“We’ll come to you”: Reflections on the #BlackLivesMatter pre-conference community panel

When planning the SRA preconference “#BlackLivesMatter: Can Adolescent Researchers Contribute to Racial Justice,” our priority was to connect adolescent researchers to racial justice organizing within Baltimore. The central focus of our preconference was a panel discussion in which four Baltimore community activists shared their perspectives on adolescent development and adolescent research. The outstanding panelists were Abdul Salaam, C Harvey, RaLinda Wimbush, and ShaiVaughn Crawely. The panel was co-facilitated by Qiara Butler, a Baltimore activist and also the keynote speaker for the preconference, and Elise Harris, preconference co-chair.

Towards the end of the panel, Harris asked the panelists, “How can research support your work and your community efforts, if at all?”

The message from the panel was clear:

Show up. Contribute to our communities. Build relationships with our community leaders.

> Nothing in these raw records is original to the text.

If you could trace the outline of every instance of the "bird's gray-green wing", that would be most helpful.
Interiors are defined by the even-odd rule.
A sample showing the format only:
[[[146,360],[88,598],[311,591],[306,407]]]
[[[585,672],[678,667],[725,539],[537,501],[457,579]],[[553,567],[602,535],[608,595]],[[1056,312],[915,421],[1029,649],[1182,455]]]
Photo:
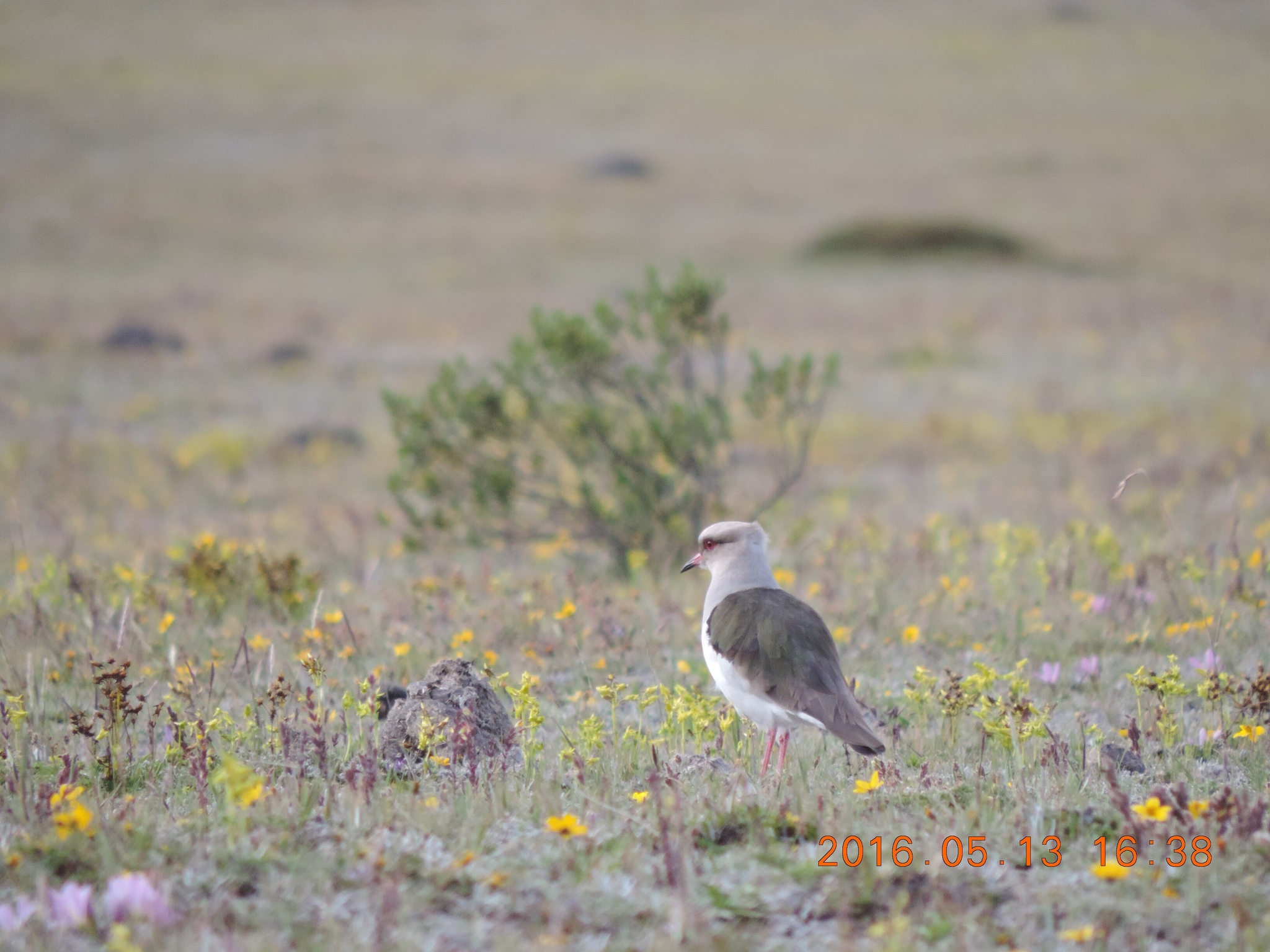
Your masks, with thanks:
[[[752,691],[817,718],[862,754],[886,749],[842,677],[833,636],[809,604],[782,589],[744,589],[715,607],[706,631]]]

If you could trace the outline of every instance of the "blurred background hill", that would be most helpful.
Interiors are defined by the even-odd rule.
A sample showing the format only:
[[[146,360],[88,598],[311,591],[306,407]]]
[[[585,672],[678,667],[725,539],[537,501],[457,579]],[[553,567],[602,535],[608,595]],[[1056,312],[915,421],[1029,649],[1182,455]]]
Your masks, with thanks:
[[[381,387],[692,260],[745,347],[841,352],[808,490],[1054,520],[1142,466],[1224,536],[1270,491],[1267,169],[1245,0],[15,0],[6,533],[361,557]],[[808,254],[861,222],[1027,253]]]

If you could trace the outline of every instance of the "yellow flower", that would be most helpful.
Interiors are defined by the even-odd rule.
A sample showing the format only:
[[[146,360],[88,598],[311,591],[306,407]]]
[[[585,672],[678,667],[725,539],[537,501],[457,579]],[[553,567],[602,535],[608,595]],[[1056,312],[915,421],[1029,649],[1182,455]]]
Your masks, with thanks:
[[[1128,866],[1120,866],[1120,863],[1107,863],[1106,866],[1093,863],[1090,867],[1090,872],[1100,880],[1123,880],[1129,875],[1130,869]]]
[[[1082,925],[1078,929],[1063,929],[1058,933],[1058,938],[1068,942],[1093,942],[1100,934],[1100,930],[1092,925]]]
[[[225,788],[226,798],[240,809],[246,809],[264,796],[264,778],[255,770],[229,754],[216,768],[212,783]]]
[[[583,836],[587,833],[587,828],[578,823],[578,817],[573,814],[565,814],[564,816],[549,816],[547,829],[552,833],[559,833],[565,839],[570,836]]]
[[[1167,803],[1161,803],[1160,797],[1148,797],[1146,803],[1134,803],[1133,812],[1138,814],[1147,820],[1154,820],[1156,823],[1163,823],[1168,819],[1173,809]]]
[[[880,786],[881,778],[878,776],[878,772],[874,770],[874,776],[867,781],[856,781],[856,793],[872,793]]]
[[[53,814],[53,826],[57,830],[57,839],[66,839],[75,830],[89,833],[89,825],[93,823],[93,811],[79,802],[83,793],[83,787],[71,787],[64,783],[48,798],[50,806],[61,807]]]

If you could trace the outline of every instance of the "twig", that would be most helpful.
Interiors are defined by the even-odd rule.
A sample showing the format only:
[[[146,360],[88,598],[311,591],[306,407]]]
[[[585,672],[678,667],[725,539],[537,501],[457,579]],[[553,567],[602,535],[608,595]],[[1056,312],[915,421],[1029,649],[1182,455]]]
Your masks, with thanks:
[[[128,623],[128,609],[132,608],[132,595],[123,599],[123,611],[119,613],[119,633],[114,638],[114,650],[123,647],[123,628]]]

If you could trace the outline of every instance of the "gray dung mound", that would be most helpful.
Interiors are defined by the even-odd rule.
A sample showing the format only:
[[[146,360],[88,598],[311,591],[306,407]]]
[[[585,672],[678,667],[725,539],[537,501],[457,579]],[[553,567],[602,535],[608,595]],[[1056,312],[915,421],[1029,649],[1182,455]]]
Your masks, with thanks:
[[[1142,763],[1142,758],[1138,757],[1129,748],[1121,748],[1116,744],[1104,744],[1102,750],[1099,755],[1099,764],[1105,770],[1107,764],[1114,765],[1119,770],[1125,773],[1146,773],[1147,767]]]
[[[434,743],[420,750],[424,717]],[[523,760],[512,718],[489,682],[471,661],[457,658],[437,661],[423,680],[406,688],[405,698],[389,711],[380,741],[384,758],[399,769],[418,764],[424,757],[450,758],[452,764],[505,757],[513,767]]]

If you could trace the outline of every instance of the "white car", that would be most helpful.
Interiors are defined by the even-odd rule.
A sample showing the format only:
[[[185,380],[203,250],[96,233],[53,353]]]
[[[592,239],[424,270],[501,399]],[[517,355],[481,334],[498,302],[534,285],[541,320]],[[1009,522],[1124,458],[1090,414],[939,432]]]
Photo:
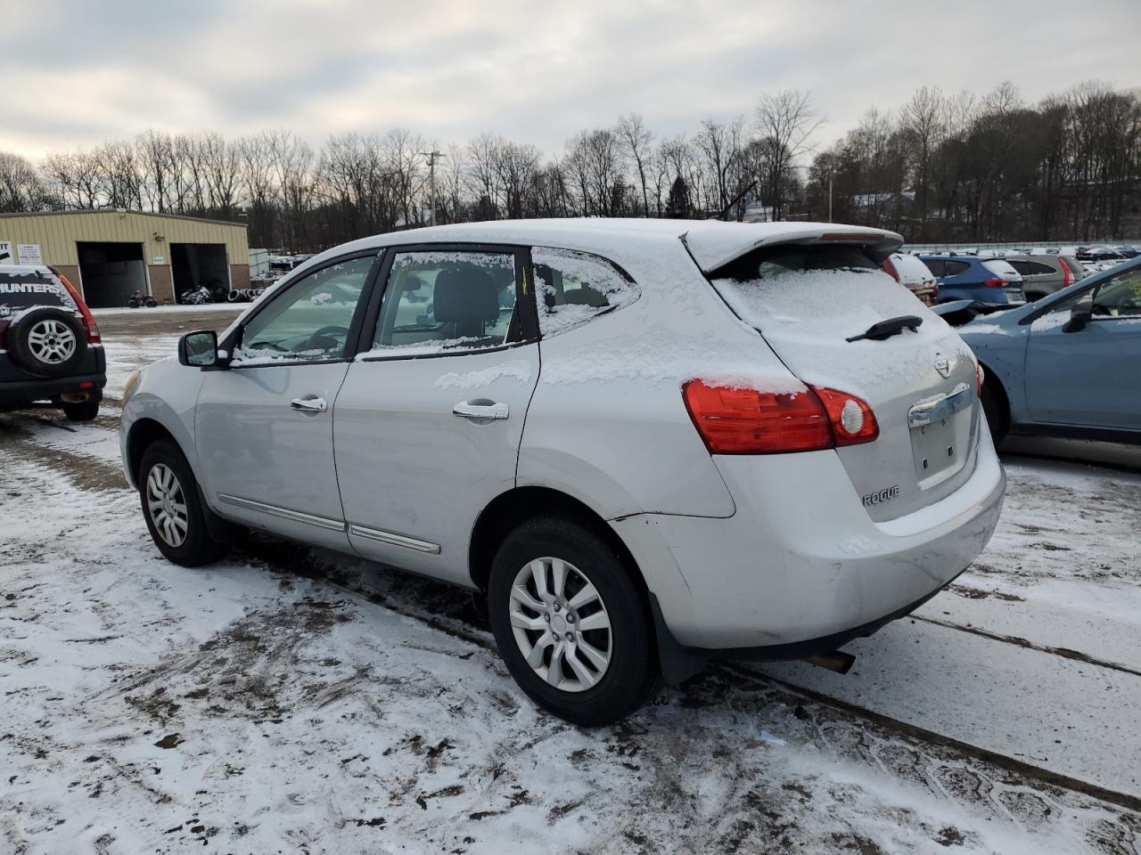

Show up. Help us. And then, we will come to you when we want to do research. And it will be better research because of it.

Check out this Storify for a tweet-based summary of the entire panel discussion. Here we focus on the overarching questions of the day: can adolescent researchers contribute to racial justice, in relation to grassroots community efforts. As we seek to contribute to racial justice, what, specifically, can we do?

  • Step back

The first thing we can do as researchers is to step back -- to be willing to put ourselves and our research on the sidelines. “Sometimes the best way to help is to not have to be involved,” because “research funding is undercutting our community’s ability to meet our own needs” (Harvey). How? First, as Salaam stated, “I don’t see funding of grassroots orgs that are in and of our communities.” Second, the perception of research itself is that “research is done to keep us where we’re at - to not act” (Harvey). Through diverting funding and diverting the activist agenda, research can detract from the pursuit of racial justice. Salaam emphasized, “grassroots organizations know what they want and need -- and they don’t need you if you’re not going to get behind that.” But if we are going to get behind that, how can we contribute?

  • Support grassroots organizations

After stepping back as a researcher, next we can step up. Salaam suggested volunteering for an hour a week. Wimbush urged, “give time, give love, and give your light… really open up to understand what these children need.” Harvey suggested giving money, and figuring out how to “play your role with the skills you have.” The important thing is to “show up as an individual, not as an institution” (Salaam). Once you show up as you, then you can connect as you, too.

  • Build relationships

All of the panelists spoke about the value of genuine, authentic relationships between researchers and community activists. Butler’s keynote also centered on this message. During the panel discussion, Butler emphasized again that she and other community organizers want relationships with researchers, too. Community organizing is about building power -- and researchers, through our institutional affiliations, represent a whole bunch of power. How can we use that power to dismantle structural racism? We can start by asking. “Ask if you have questions - you don’t need to have all the answers” (Crowley).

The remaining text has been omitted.